Wednesday, June 20, 2007

Article-Writing and Freelance Tips

For all three of those people who don’t read copyblogger, you’ve missed a fantastic article on the 10-second rule. It’s an excellent guide to writing content that catches readers, which is what will sell your work.

It brings up some critical points for article-writing. Breaking your 1,000-word piece into bite-sized chunks for easy consumption not only helps readers follow your argument, it helps you to organize your thoughts and ensure that your points get made. Sub-headers let people who are already familiar with the subject skip over explanatory paragraphs and get straight to the “What Next” or “What’s New” sections.

It's also a good argument for why SEO writing is so good for the web. If you've got the key words and phrases sprinkled liberally throughout, it helps to point readers to the sentences that are directly about that subject. If they're going to skim anyway, at least let them come away with some useful information and perhaps convince them that your article has enough meat to warrant a full read. And if they read that article, perhaps they will be convinced to come back for more.
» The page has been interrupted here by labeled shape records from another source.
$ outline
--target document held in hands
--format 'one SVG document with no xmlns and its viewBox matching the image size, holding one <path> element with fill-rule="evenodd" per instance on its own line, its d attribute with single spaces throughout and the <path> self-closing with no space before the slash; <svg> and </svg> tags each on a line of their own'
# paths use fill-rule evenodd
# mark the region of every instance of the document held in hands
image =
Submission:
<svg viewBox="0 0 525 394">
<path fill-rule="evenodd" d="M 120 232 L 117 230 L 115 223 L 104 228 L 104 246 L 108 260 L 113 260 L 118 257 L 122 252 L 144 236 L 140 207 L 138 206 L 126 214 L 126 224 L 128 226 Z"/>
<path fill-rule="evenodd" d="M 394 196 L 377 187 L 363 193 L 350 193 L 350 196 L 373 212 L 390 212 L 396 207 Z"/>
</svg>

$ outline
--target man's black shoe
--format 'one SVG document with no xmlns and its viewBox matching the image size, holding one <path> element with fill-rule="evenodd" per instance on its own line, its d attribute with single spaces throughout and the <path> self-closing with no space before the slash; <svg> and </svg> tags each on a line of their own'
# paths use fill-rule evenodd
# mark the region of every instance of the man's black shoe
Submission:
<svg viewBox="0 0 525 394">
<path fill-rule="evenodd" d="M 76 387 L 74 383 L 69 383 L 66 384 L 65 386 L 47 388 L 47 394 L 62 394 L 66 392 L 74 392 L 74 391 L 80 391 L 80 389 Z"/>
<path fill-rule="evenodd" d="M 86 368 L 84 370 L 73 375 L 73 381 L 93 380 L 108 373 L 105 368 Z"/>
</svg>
Good formatting and good keywording compliment good content and good writing. If you can get all four of these working together, you will have a kick-butt piece. It's a question of balance. So much web writing pays far too much attention to the first two elements at the cost of the others. I, on the other hand, rarely pay any attention at all to keywording. Yes, I try to mention the topic in some variation frequently, but I don't pay enough attention to how I do it. This is a good reminder to me of why I should devote energy to improving that part of my writing.

Once you’ve got the strategy firmly in mind, check out Sharon Hurley Hall’s article at Garden and Hearth (although I normally read her at Get Paid to Write) about freelance markets for beginners. Donating your skills to a local paper won’t pay the bills. It is a great way to get your name in print and build your portfolio.

For a lot of incredibly useful information, try reading her articles at Inspired Author. There's a great article there on deciding how much to charge for jobs that really helped me to put the question into perspective. Unfortunately, most of the links on the free promotion course don't work. I'll check back and post here if I find them fixed. I'm quite curious to take it.


5 comments:








lakedaemon

said...

Can't agree more with SEO complimenting good content and writing. I also applaud your strategy of ignoring keyword fixation in article writing. Too much webcopy is obviously fixated on keywords though if you are writing valuable content from a knowledge base, an article is most likely to contain those keywords in a more natural foundation as well as containing complimentary keywords that you wouldn't necessarily think of.





Snoskred

said...

Hey, reading you on google reader via the US Blogs community. ;) Good to see you join the community and looking forward to more of your posts. ;) thought I'd drop in and say hi.

Snoskred
http://snoskred.blogspot.com/





legbamel

said...

Hey, thanks for swinging by, both of you. Lakedaemon, thanks for support. I know that writing naturally can hurt my "finability" but that's part of the reason that I try to be active in several communities. I can still get my name out, just not to the top of the Google searches. Actually, sometimes my posts pop up there anyway. You never know!





BloggingWriter

said...

Just found this, legbamel. Thanks for the link love. IA is going through some changes right now and the promotion course has been a temporary casualty. Even I can't find the links right now, but it will be back up within a couple of weeks, either on IA or one of the related sites. Love the new blog - I look forward to browsing the archives to see what I missed. :)





legbamel

said...

Happy to do it. I'll definitely keep checking back. Thanks for visiting.